Katatonia : entretien avec le batteur Daniel Moilanen

Les maîtres de la mélancolie Katatonia sont de retour avec Sky Void Of Stars, leur douzième opus à paraître ce vendredi 20 janvier. À cette occasion, nous avons pu échanger avec Daniel Moilanen à propos de cette nouvelle sortie et de la tournée que le groupe s’apprête à entamer aux côtés de Sólstafir en Europe. Rencontre avec un musicien passionné, animé d’un besoin viscéral de jouer.

Bonjour Daniel, et merci de nous accorder cet entretien. À quelques jours de la sortie du nouvel album de Katatonia et de votre retour sur scène en Europe, quelles sont les émotions que tu traverses actuellement, entre la hâte, l’anxiété, le soulagement … ?

C’est un peu tout ça à la fois, à vrai dire.
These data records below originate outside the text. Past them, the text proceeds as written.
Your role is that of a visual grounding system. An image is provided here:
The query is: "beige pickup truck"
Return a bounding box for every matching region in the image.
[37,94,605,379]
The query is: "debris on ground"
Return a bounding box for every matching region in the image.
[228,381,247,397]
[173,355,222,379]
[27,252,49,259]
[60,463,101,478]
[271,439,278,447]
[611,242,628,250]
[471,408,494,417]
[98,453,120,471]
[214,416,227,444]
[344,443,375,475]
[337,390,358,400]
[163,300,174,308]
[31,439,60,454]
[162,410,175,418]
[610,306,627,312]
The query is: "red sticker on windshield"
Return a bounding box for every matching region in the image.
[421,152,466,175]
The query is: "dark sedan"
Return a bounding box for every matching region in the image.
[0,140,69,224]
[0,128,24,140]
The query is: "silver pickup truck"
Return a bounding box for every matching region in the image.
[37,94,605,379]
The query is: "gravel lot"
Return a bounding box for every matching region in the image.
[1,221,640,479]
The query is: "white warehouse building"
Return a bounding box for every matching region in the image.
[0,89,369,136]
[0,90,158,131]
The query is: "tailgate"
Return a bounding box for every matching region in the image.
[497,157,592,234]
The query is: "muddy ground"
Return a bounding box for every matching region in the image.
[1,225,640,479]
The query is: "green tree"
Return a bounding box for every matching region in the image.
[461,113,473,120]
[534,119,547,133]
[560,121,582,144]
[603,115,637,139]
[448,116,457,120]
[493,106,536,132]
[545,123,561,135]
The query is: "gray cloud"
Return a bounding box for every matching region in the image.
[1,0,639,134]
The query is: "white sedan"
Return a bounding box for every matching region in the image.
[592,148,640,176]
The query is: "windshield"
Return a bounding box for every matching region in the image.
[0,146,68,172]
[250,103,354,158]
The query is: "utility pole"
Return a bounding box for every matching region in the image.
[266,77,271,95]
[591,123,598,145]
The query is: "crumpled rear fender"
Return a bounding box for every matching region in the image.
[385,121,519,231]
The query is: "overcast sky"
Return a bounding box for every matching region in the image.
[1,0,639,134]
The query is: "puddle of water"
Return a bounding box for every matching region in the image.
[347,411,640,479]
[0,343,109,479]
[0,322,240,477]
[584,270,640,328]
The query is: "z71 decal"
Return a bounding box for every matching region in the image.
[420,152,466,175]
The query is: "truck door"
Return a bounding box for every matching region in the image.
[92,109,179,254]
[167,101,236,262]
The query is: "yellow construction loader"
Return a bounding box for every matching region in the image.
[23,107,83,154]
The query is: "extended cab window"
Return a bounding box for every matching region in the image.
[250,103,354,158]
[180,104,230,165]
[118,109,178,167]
Mais je me sens surtout confiant à propos de la sortie de l’album, grâce aux réactions positives aux singles déjà sortis. Évidemment je suis aussi un peu nerveux, car l’album sort le 20 janvier, et cette date est également la première de la tournée à Tampere en Finlande. En réalité, nous avons déjà joué quelques morceaux du nouvel album en live pendant la tournée aux Etats-Unis qu’on a faite en novembre et décembre dernier, et le public a eu l’air d’apprécier ces titres en live, donc je ne me fais pas trop de souci, je pense que ça va aller !

 

Parle-nous de la naissance et de la particularité de ce nouvel album, Sky Void Of Stars. Je le trouve assez différent du précédent, City Burials, alors que c’est Jonas qui a composé l’ensemble de l’album comme sur ce dernier, n’est-ce pas ?
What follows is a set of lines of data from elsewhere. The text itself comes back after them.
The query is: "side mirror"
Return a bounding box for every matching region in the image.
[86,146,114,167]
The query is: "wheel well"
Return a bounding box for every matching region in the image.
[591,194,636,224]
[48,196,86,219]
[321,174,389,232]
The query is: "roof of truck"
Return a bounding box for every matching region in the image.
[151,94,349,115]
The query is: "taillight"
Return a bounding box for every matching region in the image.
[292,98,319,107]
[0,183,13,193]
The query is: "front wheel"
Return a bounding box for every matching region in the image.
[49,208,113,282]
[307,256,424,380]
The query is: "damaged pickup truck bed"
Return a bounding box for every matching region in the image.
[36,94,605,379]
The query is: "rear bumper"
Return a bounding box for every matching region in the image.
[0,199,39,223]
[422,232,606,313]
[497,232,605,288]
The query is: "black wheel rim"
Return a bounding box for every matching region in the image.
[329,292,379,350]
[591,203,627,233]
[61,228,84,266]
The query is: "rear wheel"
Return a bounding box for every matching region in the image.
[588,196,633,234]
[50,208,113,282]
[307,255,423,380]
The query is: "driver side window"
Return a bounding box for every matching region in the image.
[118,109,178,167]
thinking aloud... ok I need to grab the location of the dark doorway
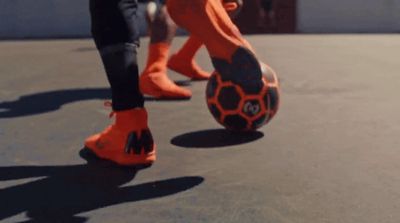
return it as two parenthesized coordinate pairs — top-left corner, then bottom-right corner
(234, 0), (297, 34)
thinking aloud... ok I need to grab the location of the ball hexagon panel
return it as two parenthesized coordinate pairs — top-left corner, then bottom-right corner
(217, 86), (242, 111)
(223, 114), (249, 130)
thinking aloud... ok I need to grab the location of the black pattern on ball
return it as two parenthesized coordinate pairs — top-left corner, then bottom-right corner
(206, 74), (218, 98)
(264, 86), (279, 113)
(218, 86), (241, 110)
(209, 103), (222, 120)
(224, 115), (248, 130)
(252, 114), (268, 129)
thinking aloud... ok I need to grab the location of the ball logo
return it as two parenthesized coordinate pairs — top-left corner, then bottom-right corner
(243, 101), (260, 116)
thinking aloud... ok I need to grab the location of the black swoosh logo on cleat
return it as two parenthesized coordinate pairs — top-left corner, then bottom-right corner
(125, 130), (154, 155)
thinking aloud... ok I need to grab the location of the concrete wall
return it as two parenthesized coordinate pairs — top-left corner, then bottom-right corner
(1, 0), (400, 39)
(298, 0), (400, 33)
(0, 0), (91, 39)
(0, 0), (149, 39)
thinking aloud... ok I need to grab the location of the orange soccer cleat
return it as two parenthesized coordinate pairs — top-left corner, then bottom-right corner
(167, 35), (211, 80)
(167, 0), (252, 60)
(167, 0), (262, 90)
(167, 0), (242, 81)
(85, 106), (156, 166)
(140, 42), (192, 99)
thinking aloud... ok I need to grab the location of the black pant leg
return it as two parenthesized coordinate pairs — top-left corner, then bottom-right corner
(90, 0), (144, 110)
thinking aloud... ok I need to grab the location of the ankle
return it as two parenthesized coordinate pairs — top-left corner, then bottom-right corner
(115, 108), (148, 130)
(142, 42), (171, 75)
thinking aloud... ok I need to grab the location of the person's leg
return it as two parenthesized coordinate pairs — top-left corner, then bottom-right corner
(85, 0), (155, 166)
(140, 3), (192, 99)
(167, 35), (211, 80)
(90, 0), (143, 110)
(167, 0), (243, 80)
(168, 0), (262, 91)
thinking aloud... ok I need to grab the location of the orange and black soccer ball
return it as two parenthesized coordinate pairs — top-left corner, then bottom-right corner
(206, 63), (280, 131)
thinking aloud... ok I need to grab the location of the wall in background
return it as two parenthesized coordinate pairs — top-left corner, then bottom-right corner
(297, 0), (400, 33)
(0, 0), (150, 39)
(234, 0), (296, 34)
(0, 0), (92, 39)
(1, 0), (400, 39)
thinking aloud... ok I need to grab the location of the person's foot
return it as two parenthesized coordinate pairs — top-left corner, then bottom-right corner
(168, 53), (210, 80)
(140, 70), (192, 99)
(140, 42), (192, 99)
(167, 0), (242, 81)
(85, 108), (156, 166)
(167, 0), (262, 89)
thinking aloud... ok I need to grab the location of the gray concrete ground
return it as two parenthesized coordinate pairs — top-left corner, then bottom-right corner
(1, 35), (400, 223)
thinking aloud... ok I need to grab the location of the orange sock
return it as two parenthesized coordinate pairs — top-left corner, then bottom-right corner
(140, 42), (192, 99)
(168, 35), (210, 80)
(143, 43), (168, 75)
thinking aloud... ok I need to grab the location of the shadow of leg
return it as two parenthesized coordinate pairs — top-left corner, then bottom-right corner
(0, 149), (204, 222)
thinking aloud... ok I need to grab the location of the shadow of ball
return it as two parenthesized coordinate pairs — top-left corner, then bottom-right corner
(170, 128), (264, 149)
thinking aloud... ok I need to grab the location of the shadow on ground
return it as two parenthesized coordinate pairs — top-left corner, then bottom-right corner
(0, 86), (193, 119)
(0, 149), (204, 222)
(0, 88), (110, 118)
(171, 129), (264, 148)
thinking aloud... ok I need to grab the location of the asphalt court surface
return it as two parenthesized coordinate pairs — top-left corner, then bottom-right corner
(1, 35), (400, 222)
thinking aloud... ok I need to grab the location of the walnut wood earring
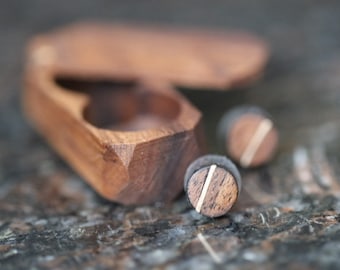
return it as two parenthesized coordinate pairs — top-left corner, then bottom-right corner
(217, 106), (279, 168)
(184, 155), (241, 218)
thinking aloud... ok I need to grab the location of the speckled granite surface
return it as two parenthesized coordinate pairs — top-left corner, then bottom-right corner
(1, 1), (340, 269)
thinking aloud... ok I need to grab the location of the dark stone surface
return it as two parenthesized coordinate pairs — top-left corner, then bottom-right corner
(1, 1), (340, 269)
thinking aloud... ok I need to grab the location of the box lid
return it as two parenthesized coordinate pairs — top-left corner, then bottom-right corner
(28, 22), (269, 90)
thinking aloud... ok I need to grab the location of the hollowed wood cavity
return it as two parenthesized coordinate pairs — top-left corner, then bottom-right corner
(55, 78), (180, 131)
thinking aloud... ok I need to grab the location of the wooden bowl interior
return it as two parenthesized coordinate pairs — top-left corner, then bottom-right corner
(55, 77), (180, 131)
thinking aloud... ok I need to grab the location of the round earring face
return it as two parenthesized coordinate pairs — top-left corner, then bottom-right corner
(218, 106), (279, 168)
(184, 155), (241, 218)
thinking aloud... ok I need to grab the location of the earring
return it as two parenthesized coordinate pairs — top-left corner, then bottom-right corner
(217, 106), (279, 168)
(184, 155), (241, 218)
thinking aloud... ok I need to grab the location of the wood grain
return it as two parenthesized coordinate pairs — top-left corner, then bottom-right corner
(187, 166), (238, 217)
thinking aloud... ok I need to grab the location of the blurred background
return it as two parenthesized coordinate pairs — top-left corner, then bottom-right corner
(2, 1), (340, 269)
(2, 0), (340, 152)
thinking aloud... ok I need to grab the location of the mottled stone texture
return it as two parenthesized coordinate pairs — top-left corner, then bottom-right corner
(2, 0), (340, 269)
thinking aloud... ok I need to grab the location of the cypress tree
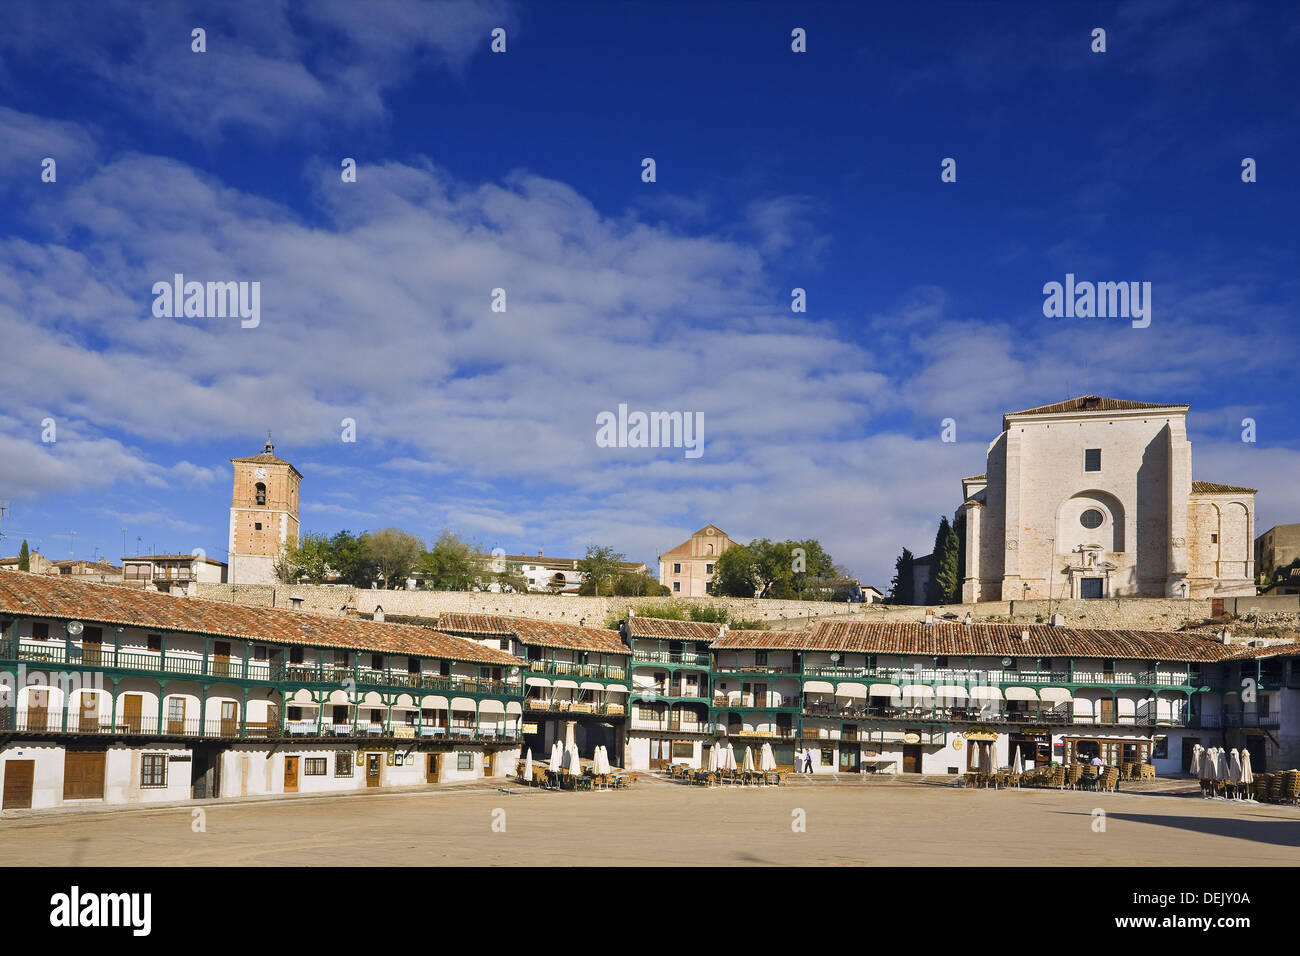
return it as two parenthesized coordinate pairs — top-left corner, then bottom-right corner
(17, 540), (29, 572)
Oui tout à fait, Jonas (Renkse, vocaliste et membre fondateur ndlr) a écrit tous les morceaux de l’album, comme l’album précédent. Je dirais que Sky Void Of Stars est plus direct que City Burials, plus dense. C’est presque comme si on remontait le temps, vers des albums comme Last Fair Deal Gone Down (2001, ndlr) ou The Great Cold Distance (2006, ndlr). Le son de l’album lui-même raconte le contexte dans lequel il a été composé. C’est un album écrit en réaction directe à City Burials. Nous nous sommes retrouvés confinés pendant la pandémie de covid, et par conséquent ce nouveau disque, pour moi, sonne davantage comme une expérience live. En tout cas c’est comme ça que je l’ai ressenti au moment d’enregistrer ces morceaux. Ça a été plus direct, moins technique, avec ce sentiment d’aller en studio pour jouer et non pas essayer de me débrouiller et de comprendre des compositions à distance. Ça a été la même expérience pour l’enregistrement des guitares, de la voix, de la basse, quelque chose de bien plus direct.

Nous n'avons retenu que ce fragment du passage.